Echoing last week’s joint filing with the state seeking postponement of the trial, DoJ argues that “the appropriate course is to await the Texas Legislature’s consideration of S.B. 5 before conducting any further proceedings in this case.”

The government’s filing erroneously states that all 31 senators have co-authored Senate Bill 5 by Sen. Joan Huffman (R-Houston), the proposed amendments to the Voter ID law that include provisions ordered by the courts to accept voters with reasonable impediments to obtaining a required photo ID. All 20 of the Republican members are signed up as co-authors, but no Democrat is listed as a co-author.

The trial to determine whether the state passed the 2011 law with discriminatory intent is scheduled to begin tomorrow (Tuesday) in Corpus Christi.

Meanwhile, Rep. Phil King (R-Weatherford) filed House Bill 2481, the House companion to Senate Bill 5. Elections Committee Chair Jodie Laubenberg (R-Wylie) and Reps. Charlie Geren (R-Fort Worth) and Tan Parker (R-Flower Mounds) are joint authors.

SD16: In a series of tweets, Rep. Jason Villalba (R-Dallas) described Sen. Don Huffines (R-Dallas) as “incapable of almost every duty he has.” Villalba has previously criticized Huffines on social media after the senator paid for mail pieces on behalf of Villalba’s unsuccessful primary challenger last year. Huffines’s campaign consultant Matt Langston tweeted back to Villalba asking if he was “declaring a run.”

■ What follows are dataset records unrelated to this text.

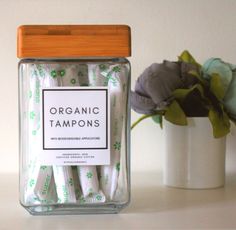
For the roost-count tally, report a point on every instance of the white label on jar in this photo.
(75, 126)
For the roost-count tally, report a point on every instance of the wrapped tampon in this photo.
(39, 177)
(74, 85)
(116, 75)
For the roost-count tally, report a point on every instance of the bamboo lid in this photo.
(48, 41)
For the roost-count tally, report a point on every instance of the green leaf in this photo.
(181, 94)
(157, 119)
(187, 57)
(220, 123)
(216, 86)
(175, 114)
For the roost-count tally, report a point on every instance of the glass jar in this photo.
(74, 84)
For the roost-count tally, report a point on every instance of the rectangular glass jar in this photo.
(74, 120)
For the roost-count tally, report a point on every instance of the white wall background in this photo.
(161, 29)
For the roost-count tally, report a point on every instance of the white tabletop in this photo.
(153, 206)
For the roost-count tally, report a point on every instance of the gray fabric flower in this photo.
(154, 87)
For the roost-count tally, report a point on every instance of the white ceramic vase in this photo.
(194, 159)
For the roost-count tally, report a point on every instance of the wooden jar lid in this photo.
(70, 41)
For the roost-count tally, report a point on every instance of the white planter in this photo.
(194, 159)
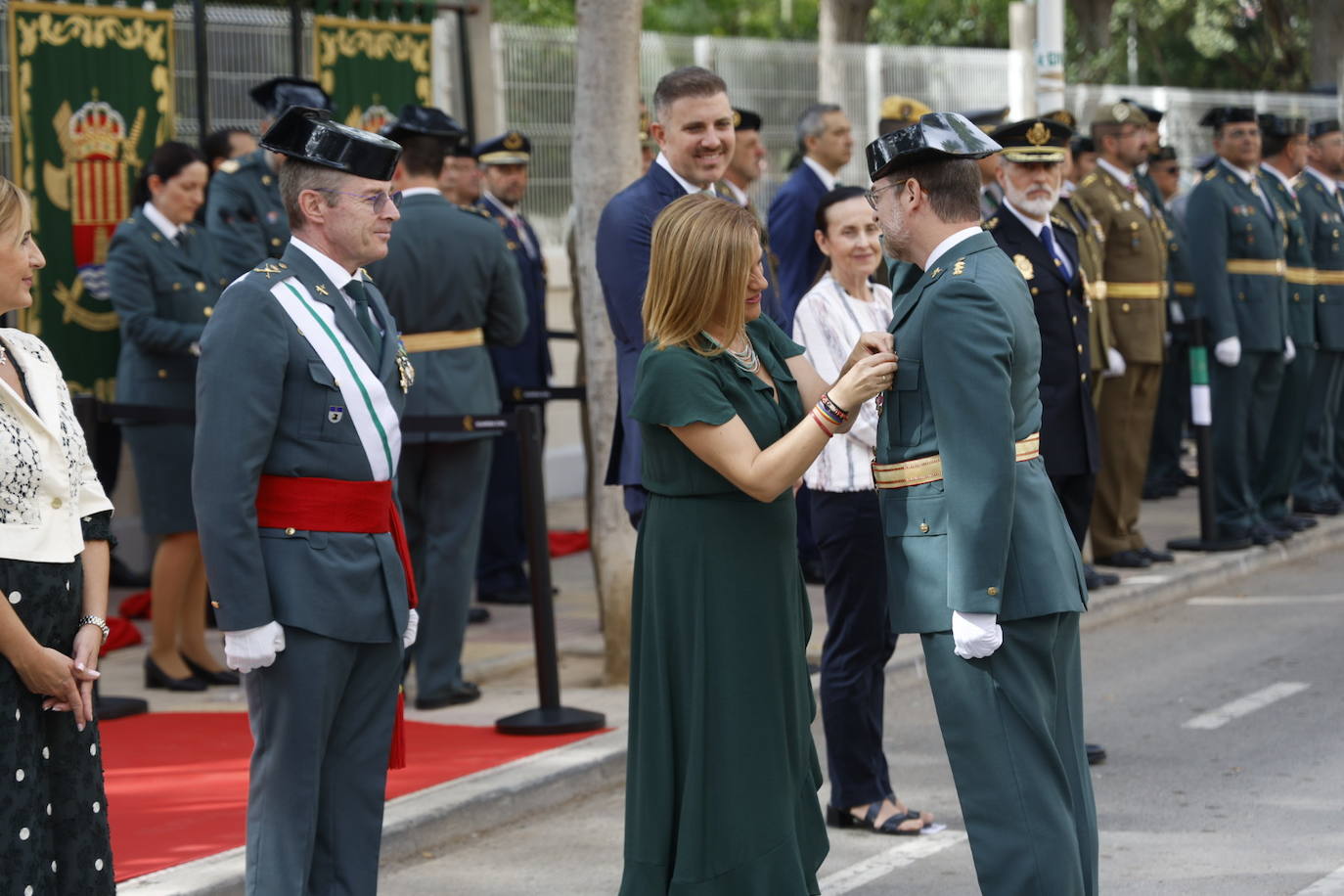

Huffines had a heated exchange with students and parents visiting from Richardson, for which he has apologized for his “tone and delivery” in a statement that also described the meeting as an “ambush-style attack.”

Questionable Declarations: The Tarrant Co. elections office has forwarded 15 or so reasonable impediment declarations to the district attorney’s office for investigation. In most cases, the voter indicated on the form that they forgot their photo ID or left it elsewhere while showing a different form of non-photo identification. Voters who have a valid photo ID are required to show it to vote and cannot use the reasonable impediment declaration at the polls. Election officials said confusion over the law – by voters and poll workers – was likely to blame but decided to let the district attorney’s office make the call as to whether prosecution is warranted.

San Angelo: Council member Bill Richardson resigned over the weekend following racially charged comments aimed at Hispanic/Latino police officers. Richardson’s term does not end until 2019. The council is scheduled to meet Thursday to accept Richardson’s resignation and either appoint a new council member (requiring a unanimous vote) or call a special election to fill his term. A special election would likely occur May 6 to concur with the elections for mayor and other council seats on the ballot.